Having come to this conclusion, it only remains to inquire whether the words in the act of 1828 "the proceedings thereupon" (that is, on executions) embrace as a part of those proceedings, the rights of an imprisoned debtor to have the privilege of the jail limits? Upon this question we are relieved from the necessity of argument by the decisions of this Court.

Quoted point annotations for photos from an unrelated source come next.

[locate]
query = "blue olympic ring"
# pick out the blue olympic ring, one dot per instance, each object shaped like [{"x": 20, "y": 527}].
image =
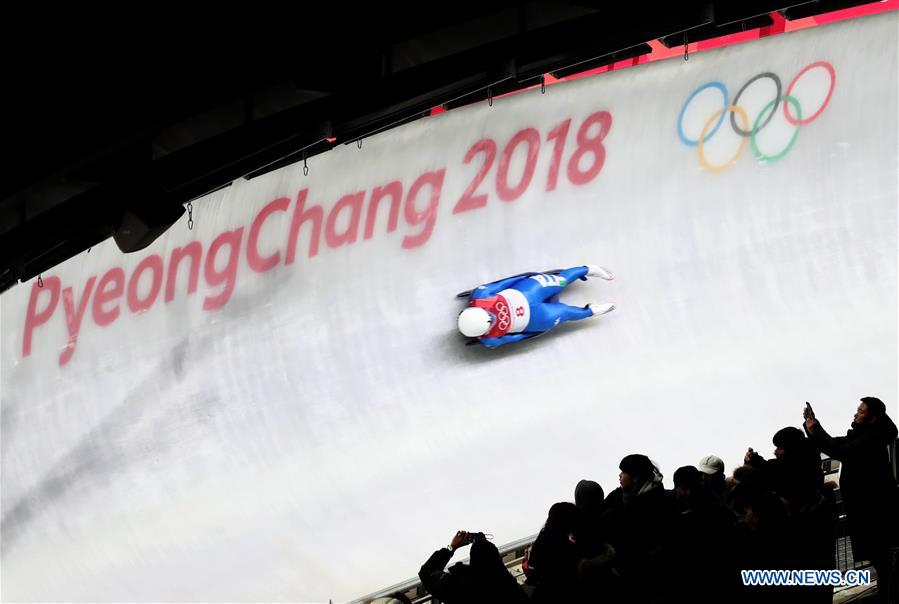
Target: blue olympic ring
[{"x": 680, "y": 118}]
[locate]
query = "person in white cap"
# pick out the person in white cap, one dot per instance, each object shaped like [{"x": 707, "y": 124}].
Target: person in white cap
[
  {"x": 525, "y": 305},
  {"x": 712, "y": 468}
]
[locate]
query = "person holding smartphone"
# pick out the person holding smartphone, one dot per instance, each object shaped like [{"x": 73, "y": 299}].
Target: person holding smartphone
[{"x": 866, "y": 480}]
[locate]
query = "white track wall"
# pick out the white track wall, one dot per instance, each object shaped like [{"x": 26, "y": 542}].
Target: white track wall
[{"x": 314, "y": 429}]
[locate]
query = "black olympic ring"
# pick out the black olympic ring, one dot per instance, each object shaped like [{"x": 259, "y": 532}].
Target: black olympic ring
[{"x": 733, "y": 117}]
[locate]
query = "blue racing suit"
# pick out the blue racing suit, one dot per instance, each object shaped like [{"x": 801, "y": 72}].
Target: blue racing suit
[{"x": 527, "y": 305}]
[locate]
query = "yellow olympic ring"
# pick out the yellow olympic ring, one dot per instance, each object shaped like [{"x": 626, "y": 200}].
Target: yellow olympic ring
[{"x": 739, "y": 111}]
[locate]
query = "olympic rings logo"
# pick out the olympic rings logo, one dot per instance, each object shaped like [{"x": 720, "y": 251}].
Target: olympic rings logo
[
  {"x": 792, "y": 111},
  {"x": 502, "y": 315}
]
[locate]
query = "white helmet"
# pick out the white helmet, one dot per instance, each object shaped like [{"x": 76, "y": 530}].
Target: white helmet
[{"x": 474, "y": 321}]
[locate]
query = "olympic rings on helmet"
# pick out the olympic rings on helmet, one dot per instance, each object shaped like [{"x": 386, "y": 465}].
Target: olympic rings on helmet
[{"x": 791, "y": 108}]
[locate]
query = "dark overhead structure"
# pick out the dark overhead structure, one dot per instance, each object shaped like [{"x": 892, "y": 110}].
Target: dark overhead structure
[{"x": 109, "y": 133}]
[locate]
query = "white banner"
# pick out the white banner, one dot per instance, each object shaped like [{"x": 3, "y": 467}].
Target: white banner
[{"x": 276, "y": 406}]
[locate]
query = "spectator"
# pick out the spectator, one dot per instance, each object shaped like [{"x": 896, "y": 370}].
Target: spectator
[
  {"x": 866, "y": 480},
  {"x": 485, "y": 579},
  {"x": 554, "y": 556},
  {"x": 702, "y": 537},
  {"x": 712, "y": 468},
  {"x": 796, "y": 465},
  {"x": 763, "y": 541},
  {"x": 638, "y": 516}
]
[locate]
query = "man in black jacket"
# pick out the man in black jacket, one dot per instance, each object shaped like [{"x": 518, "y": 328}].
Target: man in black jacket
[
  {"x": 866, "y": 480},
  {"x": 486, "y": 579}
]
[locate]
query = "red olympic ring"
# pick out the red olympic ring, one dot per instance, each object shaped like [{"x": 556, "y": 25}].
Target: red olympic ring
[{"x": 833, "y": 83}]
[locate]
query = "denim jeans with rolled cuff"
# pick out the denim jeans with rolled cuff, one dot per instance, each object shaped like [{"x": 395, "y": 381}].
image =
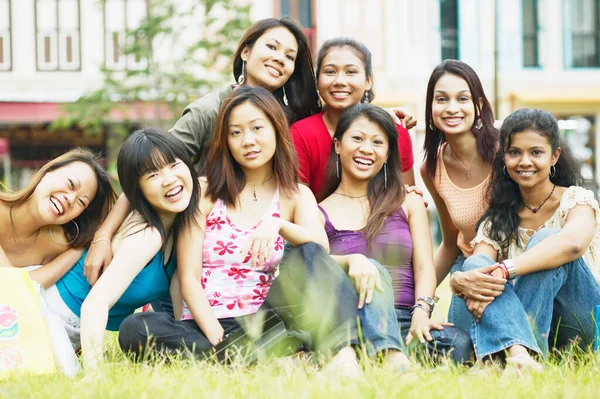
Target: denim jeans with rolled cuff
[
  {"x": 548, "y": 306},
  {"x": 378, "y": 327}
]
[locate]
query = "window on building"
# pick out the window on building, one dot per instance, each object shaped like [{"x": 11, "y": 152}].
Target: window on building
[
  {"x": 5, "y": 36},
  {"x": 121, "y": 17},
  {"x": 584, "y": 33},
  {"x": 58, "y": 32},
  {"x": 301, "y": 11},
  {"x": 530, "y": 33},
  {"x": 449, "y": 29}
]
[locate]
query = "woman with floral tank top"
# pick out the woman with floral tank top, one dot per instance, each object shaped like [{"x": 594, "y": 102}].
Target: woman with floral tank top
[{"x": 251, "y": 204}]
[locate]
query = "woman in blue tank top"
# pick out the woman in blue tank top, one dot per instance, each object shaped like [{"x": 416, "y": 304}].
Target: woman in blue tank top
[{"x": 159, "y": 179}]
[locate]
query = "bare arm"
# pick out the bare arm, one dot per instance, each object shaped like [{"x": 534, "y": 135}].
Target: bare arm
[
  {"x": 51, "y": 272},
  {"x": 448, "y": 250},
  {"x": 100, "y": 252},
  {"x": 189, "y": 264},
  {"x": 133, "y": 255},
  {"x": 569, "y": 244}
]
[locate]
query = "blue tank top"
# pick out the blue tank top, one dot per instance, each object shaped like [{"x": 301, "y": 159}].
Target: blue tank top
[{"x": 151, "y": 283}]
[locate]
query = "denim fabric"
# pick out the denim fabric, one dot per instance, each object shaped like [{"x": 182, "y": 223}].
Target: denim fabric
[
  {"x": 458, "y": 314},
  {"x": 559, "y": 300},
  {"x": 504, "y": 322},
  {"x": 450, "y": 341},
  {"x": 378, "y": 325}
]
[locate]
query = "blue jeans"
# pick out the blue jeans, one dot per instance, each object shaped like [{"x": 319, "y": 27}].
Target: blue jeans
[
  {"x": 378, "y": 325},
  {"x": 450, "y": 341},
  {"x": 559, "y": 300}
]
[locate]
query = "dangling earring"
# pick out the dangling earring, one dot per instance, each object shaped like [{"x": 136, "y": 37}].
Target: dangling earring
[
  {"x": 284, "y": 96},
  {"x": 478, "y": 124},
  {"x": 385, "y": 175},
  {"x": 70, "y": 242},
  {"x": 242, "y": 77}
]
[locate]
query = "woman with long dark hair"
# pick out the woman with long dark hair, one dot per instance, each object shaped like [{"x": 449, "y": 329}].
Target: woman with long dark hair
[
  {"x": 156, "y": 173},
  {"x": 274, "y": 54},
  {"x": 50, "y": 221},
  {"x": 460, "y": 145},
  {"x": 542, "y": 232},
  {"x": 251, "y": 205},
  {"x": 373, "y": 224}
]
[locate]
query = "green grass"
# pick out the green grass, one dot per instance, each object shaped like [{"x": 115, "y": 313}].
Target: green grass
[{"x": 571, "y": 375}]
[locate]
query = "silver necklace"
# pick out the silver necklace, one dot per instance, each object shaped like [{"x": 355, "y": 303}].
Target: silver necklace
[{"x": 21, "y": 248}]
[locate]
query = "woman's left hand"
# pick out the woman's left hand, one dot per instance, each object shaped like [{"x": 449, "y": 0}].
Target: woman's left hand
[
  {"x": 401, "y": 117},
  {"x": 261, "y": 242}
]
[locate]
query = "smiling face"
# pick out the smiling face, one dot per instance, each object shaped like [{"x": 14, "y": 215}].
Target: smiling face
[
  {"x": 270, "y": 62},
  {"x": 342, "y": 79},
  {"x": 529, "y": 157},
  {"x": 168, "y": 189},
  {"x": 64, "y": 193},
  {"x": 453, "y": 109},
  {"x": 363, "y": 150}
]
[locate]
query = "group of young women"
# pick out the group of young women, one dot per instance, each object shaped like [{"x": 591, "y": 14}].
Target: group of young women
[{"x": 222, "y": 255}]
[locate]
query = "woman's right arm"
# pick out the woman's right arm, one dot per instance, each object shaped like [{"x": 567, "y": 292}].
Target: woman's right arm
[
  {"x": 100, "y": 252},
  {"x": 448, "y": 250},
  {"x": 189, "y": 268}
]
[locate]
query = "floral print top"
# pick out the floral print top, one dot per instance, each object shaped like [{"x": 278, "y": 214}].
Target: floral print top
[
  {"x": 233, "y": 288},
  {"x": 572, "y": 197}
]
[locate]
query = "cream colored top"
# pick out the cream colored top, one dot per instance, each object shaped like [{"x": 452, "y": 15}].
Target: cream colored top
[
  {"x": 572, "y": 197},
  {"x": 465, "y": 205}
]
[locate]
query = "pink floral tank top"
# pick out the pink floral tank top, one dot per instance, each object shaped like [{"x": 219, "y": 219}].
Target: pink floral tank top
[{"x": 232, "y": 287}]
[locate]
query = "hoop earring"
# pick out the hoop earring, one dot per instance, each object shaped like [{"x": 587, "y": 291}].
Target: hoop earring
[
  {"x": 70, "y": 242},
  {"x": 284, "y": 96},
  {"x": 385, "y": 175},
  {"x": 242, "y": 77},
  {"x": 478, "y": 124}
]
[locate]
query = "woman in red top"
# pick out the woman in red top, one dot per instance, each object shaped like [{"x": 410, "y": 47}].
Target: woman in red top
[{"x": 344, "y": 78}]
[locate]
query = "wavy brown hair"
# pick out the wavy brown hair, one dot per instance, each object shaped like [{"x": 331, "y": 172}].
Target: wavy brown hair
[
  {"x": 487, "y": 136},
  {"x": 92, "y": 216},
  {"x": 383, "y": 201},
  {"x": 226, "y": 179},
  {"x": 301, "y": 89}
]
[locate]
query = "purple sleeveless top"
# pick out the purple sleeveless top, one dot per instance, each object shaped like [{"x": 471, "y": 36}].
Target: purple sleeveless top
[{"x": 392, "y": 248}]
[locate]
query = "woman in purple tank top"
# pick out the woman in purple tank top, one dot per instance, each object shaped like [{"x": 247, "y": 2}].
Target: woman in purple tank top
[{"x": 371, "y": 220}]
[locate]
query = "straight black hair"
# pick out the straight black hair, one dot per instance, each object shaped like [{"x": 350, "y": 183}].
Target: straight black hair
[{"x": 147, "y": 150}]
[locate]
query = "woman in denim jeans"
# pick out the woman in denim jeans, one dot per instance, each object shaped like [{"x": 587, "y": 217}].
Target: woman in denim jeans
[
  {"x": 538, "y": 228},
  {"x": 367, "y": 214}
]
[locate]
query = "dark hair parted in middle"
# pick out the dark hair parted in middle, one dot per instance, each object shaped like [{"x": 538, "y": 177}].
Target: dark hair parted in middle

In the case of Wayman v. Southard, 10 Wheat. 1, this Court was expounding the meaning of the words, "modes of proceeding," in the process act of 1792, and the question was whether these words included "proceedings on executions." It decided that they did, but the act of 1828, passed after the decision of the case of Wayman v. Southard, adopted the very terms "proceedings on executions" because the expression is, "proceedings thereupon," referring to executions, which had just preceded it. And the reasoning of the Court in Wayman v. Southard proves clearly that these last words would include proceedings by debtors to obtain the privilege of the jail liberties. In the same case of Wayman v. Southard it was objected that the process act of 1792 ought not to be construed as embracing the proceedings on executions, because if it did it would furnish the rule as well for writs of capias ad satisfaciendum, as of fieri facias, and that the marshal would be as much bound to allow a prisoner the benefit of the rules under the Act of Congress of 1800 as to sell upon the notice, and on the credit prescribed by the state laws, and that as the act of 1800 had, by separate and distinct legislation, provided for the jail limits, Congress could not be supposed to have provided for the same subjects in the process act. But the Court considered this separate provision as to the jail limits merely as a cumulative act of legislation with a view to remove doubts that might have arisen from the jails in which prisoners were confined not belonging to the United States. And this answers the argument urged at the bar upon the ground of the several acts which especially provided for jail liberties, against the construction of the act of 1828, which would extend to embrace the privilege of jail liberties, within the terms, "proceedings thereupon" -- that is, on executions. In Beers v. Houghton, 9 Pet. 362, this Court, in construing this very act of 1828, said

"The words 'the proceedings on writs of execution, and other final process' must from their very import be construed to include all the laws which regulate the rights, duties and conduct of officers in the service of such process, according to the exigency, upon the person, or property of the execution debtor, and also all the exemptions from arrest or imprisonment under each process created by those laws."

This quotation covers the whole ground of controversy, on the effect of these words "proceedings thereupon." We are of opinion, therefore, that the act of 1828 gives to debtors imprisoned under executions from the courts of the United States at the suit of the chanrobles.com-red

Page 39 U. S. 317

United States the privilege of the jail limits in the several states as they were fixed by the laws of the several states at the date of that act.

We give no opinion whether that act would extend so far as to enable the imprisoned debtors of the United States to avail themselves of the benefit of the insolvent laws of the states, as the question does not arise in this case.

Upon the whole view of the case, we think the judgment of the circuit court correct, and it is therefore

Affirmed.

This cause came on to be heard on the transcript of the record from the Circuit Court of the United States for the District of Maine and was argued by counsel. On consideration whereof it is now here ordered and adjudged by this Court that the judgment of the said circuit court in this cause be and the same is hereby affirmed.